Céron Otoya, D., Dhannoo, I., Chingin, A., Gardner, F., Mann, B., Mcdonald, L., Mendes, F., Mirzaee, E., Osorio-Belmón, P., Pinyuchon, M. & Secades, R.
(2009) New York: UNDOC, United Nations Office on Drugs and Crime


Supportive families are essential to raising socially, mentally and physically healthy and well-adjusted children and preventing later adolescent problems. The challenges faced by many parents around the world as they try to provide for their families include balancing family and work life, juggling financial commitments, ensuring adequate support and social contacts and finding time for the family to be together. Sometimes parents struggle with substance abuse problems, which affects their parenting skills. Factors such as a lack of security, trust and warmth in parent-child relationships, a lack of structure in family life and inappropriate discipline practices and insufficient limit-setting can render children at greater risk of problem behaviours and subsequent substance abuse and mental health disorders.

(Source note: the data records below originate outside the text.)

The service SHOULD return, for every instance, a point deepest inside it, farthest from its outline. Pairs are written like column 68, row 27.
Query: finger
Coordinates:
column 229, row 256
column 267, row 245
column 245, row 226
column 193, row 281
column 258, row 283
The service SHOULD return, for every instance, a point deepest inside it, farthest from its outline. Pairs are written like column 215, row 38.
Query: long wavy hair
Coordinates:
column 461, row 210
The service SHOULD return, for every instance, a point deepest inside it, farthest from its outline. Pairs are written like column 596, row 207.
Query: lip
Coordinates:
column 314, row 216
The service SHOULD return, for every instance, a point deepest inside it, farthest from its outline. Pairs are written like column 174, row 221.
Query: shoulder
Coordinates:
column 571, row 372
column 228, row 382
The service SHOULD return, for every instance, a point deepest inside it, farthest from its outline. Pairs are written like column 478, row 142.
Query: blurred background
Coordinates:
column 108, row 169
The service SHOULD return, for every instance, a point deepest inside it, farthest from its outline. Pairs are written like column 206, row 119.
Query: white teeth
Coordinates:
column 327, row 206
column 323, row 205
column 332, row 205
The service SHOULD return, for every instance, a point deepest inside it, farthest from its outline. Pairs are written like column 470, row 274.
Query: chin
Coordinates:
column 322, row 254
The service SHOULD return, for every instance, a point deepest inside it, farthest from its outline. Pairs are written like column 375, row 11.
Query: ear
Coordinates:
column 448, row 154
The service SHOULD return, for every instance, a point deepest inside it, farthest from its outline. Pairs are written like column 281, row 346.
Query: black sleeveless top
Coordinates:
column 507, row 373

Family skills training programmes have been found to be effective in preventing many of these risky behaviours, including substance abuse. Research findings confirm that skills training produces better results than do programmes that provide parents only with information about substances. Better yet, programmes including skills training for parents, children and families can be implemented from infancy through adolescence and have been shown to positively change family functioning and parenting practices in enduring ways. This results in healthier and more supportive environments in which children can grow and develop.

 The present Guide to Implementing Family Skills Training Programmes for Drug Abuse Prevention has been compiled on the basis of the review of family skills training programmes, the meeting and a literature review and focuses on providing basic information and guidance to those policymakers and  programme managers interested in launching a family skills training programme at the universal or selective level.